Going Virtual
My basic tips on teaching online:
- Flip the classroom so lectures are pre-recorded and treat the live sessions as discussion section
- Your recorded lectures should show your face even if you think it doesn’t add value, it does (just look at all the famous YouTubers)!
- You need to get students working first before they can breakout into different rooms otherwise they feel very lost and will happily not interact in their breakout rooms.
- Students should share their faces in breakout rooms
- The instructor(s) need to go around to different breakout rooms to check-in on people’s status
- I encourage live questions through the “chat” capabilities.
- I have quizzes/surveys between lectures to make sure students are keeping up. If they do not respond between classes, they lose the credit. My goals here are to encourage them to keep up with the lecture rather than to assses their knowledge so I’m okay if they discuss with peers.
Tools for recording lectures
Here is my open source setup:
- I use Seashore as my blackboard.
- I use Jupyter Notebooks on Firefox for my computing tasks.
- I did spend money on a Wacom tablet
- I did spend money on a Logitech G635 headset with a microphone which is pretty comfortable. The prolonged pressure over your head can be quite annoying. A friend recommended against a super fancy mic because they can pick up very small vibrations from your floor (I live in NYC Chinatown).

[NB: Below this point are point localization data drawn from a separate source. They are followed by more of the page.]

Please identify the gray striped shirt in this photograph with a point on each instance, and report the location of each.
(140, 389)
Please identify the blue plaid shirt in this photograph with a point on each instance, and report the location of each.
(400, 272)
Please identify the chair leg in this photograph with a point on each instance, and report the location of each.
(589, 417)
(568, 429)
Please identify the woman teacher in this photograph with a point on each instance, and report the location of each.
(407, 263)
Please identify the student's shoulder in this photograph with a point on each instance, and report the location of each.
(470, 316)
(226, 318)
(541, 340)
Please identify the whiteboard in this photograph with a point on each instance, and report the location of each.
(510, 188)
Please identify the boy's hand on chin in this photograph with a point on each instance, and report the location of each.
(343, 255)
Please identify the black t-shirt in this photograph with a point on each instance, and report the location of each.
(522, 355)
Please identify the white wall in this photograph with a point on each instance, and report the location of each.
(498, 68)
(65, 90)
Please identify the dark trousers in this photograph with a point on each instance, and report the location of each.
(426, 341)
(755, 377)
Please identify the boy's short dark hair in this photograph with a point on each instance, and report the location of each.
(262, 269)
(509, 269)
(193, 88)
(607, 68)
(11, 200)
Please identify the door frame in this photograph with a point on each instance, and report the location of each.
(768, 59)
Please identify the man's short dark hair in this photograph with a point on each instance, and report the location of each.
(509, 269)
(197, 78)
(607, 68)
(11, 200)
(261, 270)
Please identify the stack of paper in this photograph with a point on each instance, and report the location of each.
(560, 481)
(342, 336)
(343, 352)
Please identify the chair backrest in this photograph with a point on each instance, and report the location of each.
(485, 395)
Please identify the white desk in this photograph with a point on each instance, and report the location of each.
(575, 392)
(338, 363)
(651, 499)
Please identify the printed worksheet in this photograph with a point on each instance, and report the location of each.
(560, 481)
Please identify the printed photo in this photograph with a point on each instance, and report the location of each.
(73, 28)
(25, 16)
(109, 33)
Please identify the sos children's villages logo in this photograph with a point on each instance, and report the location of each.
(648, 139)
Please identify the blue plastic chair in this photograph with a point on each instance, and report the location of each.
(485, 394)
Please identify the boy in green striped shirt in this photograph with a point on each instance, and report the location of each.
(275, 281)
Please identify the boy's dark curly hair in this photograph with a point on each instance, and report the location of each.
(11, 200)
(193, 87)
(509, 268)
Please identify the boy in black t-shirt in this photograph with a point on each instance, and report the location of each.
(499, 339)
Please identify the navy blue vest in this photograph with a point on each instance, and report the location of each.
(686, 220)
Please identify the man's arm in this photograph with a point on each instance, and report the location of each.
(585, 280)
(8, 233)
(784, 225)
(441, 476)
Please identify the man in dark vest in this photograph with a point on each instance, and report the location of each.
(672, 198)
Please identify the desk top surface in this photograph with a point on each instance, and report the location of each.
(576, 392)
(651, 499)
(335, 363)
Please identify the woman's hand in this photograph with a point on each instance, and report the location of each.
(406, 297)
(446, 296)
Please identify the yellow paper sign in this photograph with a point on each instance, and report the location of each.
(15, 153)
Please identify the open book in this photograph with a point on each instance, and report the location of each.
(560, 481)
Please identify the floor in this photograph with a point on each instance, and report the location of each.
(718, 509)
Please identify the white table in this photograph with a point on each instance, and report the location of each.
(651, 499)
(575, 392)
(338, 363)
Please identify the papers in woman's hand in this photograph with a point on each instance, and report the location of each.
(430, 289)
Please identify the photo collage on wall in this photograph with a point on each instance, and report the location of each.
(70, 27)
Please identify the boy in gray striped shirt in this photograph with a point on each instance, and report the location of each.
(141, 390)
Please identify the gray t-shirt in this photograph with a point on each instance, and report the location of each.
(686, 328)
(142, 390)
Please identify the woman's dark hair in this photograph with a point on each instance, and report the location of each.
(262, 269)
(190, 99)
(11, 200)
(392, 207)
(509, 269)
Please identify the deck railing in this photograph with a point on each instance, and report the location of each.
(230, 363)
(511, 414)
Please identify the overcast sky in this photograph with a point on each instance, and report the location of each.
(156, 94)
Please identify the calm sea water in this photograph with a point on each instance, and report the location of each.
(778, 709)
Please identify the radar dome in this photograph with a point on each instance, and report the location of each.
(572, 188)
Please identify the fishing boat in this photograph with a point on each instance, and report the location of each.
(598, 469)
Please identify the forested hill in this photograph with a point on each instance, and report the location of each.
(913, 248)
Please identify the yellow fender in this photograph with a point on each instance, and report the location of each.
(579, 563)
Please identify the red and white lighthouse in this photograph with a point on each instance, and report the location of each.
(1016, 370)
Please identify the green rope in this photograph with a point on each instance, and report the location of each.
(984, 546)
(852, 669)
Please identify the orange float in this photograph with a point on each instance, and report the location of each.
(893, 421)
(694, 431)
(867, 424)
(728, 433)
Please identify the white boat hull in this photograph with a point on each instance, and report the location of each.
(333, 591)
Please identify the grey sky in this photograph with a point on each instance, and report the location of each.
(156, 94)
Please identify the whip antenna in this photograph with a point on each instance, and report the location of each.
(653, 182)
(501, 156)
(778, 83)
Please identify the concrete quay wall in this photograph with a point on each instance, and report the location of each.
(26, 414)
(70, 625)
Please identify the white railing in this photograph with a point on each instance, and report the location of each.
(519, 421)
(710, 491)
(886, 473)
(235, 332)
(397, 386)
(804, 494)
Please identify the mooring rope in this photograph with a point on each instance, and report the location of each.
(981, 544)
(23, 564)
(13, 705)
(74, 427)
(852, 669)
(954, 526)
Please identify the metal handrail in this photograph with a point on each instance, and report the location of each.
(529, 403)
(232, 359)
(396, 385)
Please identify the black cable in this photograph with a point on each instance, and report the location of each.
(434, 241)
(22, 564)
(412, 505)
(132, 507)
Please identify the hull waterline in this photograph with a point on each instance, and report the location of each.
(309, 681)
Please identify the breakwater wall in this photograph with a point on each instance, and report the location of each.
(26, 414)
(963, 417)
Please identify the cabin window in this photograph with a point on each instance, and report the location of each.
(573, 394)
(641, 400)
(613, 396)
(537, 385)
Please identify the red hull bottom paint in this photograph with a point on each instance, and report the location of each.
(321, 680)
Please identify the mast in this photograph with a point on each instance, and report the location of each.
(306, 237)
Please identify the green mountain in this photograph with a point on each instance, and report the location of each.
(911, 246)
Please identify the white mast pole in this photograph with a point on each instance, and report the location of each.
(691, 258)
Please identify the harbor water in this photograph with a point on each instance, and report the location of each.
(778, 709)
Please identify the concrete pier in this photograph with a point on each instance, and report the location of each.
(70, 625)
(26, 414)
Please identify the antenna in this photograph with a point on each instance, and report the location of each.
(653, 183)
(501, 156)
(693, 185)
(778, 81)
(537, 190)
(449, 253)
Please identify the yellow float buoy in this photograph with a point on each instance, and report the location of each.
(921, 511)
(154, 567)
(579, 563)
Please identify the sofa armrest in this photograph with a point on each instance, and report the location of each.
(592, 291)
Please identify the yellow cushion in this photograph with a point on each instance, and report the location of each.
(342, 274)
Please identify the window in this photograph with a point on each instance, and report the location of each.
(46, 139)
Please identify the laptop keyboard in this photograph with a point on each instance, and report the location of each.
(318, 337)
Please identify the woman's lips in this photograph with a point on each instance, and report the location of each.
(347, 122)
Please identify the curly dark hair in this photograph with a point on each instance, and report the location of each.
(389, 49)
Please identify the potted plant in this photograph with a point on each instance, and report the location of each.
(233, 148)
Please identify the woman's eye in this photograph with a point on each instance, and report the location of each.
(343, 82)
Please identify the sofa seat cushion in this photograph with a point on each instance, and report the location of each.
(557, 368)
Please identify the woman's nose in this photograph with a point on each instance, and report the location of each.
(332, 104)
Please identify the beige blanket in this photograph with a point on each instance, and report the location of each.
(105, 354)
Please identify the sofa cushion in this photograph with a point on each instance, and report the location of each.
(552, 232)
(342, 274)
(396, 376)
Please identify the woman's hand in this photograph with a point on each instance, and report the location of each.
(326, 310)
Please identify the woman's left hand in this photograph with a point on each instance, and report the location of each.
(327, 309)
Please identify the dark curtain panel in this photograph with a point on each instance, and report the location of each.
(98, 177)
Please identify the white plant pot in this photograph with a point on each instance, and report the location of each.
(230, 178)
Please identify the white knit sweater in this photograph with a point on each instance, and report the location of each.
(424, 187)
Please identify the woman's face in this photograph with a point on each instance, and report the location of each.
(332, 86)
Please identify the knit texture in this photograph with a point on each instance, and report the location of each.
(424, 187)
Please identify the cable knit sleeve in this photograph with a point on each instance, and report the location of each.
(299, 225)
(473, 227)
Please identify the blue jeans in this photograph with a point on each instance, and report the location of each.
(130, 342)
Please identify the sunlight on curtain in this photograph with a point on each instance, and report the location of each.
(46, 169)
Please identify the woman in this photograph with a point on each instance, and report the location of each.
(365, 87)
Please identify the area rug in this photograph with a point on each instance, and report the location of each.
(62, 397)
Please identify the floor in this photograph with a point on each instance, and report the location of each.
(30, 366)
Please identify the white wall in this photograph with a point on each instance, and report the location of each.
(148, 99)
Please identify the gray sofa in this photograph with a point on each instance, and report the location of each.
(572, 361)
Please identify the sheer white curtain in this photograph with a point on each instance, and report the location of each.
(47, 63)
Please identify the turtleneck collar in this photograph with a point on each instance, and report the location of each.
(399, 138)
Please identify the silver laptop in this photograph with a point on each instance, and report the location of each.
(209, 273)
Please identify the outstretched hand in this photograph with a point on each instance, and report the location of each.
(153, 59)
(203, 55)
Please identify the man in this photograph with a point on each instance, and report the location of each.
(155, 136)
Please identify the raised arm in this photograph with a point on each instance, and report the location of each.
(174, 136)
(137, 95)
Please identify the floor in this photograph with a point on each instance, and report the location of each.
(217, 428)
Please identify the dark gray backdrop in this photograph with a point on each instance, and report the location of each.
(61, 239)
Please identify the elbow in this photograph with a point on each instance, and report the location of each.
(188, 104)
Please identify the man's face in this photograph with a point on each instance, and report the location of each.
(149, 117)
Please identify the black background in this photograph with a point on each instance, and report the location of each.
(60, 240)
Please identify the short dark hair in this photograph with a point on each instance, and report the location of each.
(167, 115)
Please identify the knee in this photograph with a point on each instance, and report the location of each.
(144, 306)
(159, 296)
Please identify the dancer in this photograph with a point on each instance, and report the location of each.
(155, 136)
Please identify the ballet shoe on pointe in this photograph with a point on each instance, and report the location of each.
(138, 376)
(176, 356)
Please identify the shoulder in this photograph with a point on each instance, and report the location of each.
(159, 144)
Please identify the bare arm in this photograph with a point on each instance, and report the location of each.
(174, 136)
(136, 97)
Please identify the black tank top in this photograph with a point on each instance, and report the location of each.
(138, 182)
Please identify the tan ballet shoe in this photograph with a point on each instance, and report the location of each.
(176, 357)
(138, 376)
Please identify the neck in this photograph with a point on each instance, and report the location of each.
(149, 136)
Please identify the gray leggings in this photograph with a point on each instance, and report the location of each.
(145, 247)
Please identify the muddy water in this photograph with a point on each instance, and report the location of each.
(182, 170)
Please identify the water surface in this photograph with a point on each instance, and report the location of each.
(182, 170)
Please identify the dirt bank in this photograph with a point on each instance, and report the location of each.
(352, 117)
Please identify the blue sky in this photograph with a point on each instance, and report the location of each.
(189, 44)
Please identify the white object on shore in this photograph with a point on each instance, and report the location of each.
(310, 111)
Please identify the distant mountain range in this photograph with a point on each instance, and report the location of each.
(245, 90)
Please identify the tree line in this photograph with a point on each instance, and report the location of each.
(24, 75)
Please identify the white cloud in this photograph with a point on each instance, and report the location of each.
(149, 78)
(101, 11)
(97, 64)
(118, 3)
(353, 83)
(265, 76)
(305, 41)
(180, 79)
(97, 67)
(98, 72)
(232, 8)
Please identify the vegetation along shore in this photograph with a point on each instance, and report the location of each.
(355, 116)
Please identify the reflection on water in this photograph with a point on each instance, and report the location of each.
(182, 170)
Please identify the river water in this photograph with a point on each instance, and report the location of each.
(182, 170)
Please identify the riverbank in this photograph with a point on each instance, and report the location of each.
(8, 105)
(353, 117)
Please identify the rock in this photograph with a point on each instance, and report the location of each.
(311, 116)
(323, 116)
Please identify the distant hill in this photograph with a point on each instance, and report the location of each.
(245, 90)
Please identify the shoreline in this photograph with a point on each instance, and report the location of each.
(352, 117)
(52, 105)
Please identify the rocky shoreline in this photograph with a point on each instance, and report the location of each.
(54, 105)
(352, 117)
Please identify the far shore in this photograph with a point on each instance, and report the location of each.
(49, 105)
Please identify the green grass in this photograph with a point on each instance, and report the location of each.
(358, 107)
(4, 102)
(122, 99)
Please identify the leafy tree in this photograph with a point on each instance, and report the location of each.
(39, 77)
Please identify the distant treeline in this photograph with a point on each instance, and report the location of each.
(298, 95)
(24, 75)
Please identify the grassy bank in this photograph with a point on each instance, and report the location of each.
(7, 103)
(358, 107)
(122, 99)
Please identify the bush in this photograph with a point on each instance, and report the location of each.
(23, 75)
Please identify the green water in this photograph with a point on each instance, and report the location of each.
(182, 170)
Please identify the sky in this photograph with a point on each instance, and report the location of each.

- I used Open Broadcaster Software to make “live-stream-like” videos
to switch between different screens while keeping my face shown.
- Note, this is NOT a video editor so you’ll need another software if you want to speed-up, cut, add filters to the videos. I avoid this because making mistakes make you more human!
- I uploaded my videos on Vimeo because it has a reasonable free-version. Here’s an example lecture I’ve uploaded.
Designing the discussion
A lot more planning is necessary around the discussion
- The section should be at most 2 problems that can be broken into different steps.
- The problems should be somewhat open-ended that requires some exploration from the students.
- I would try to “start” the problem with the entire class before going into breakout rooms.
- TAs and instructors should switch breakout rooms (3-4 students each) every 2 minutes so you don’t end up working on the problem.
- I recommend asking people to show their faces in the breakout room but not in the main lecture in case people’s slow internet become an issue.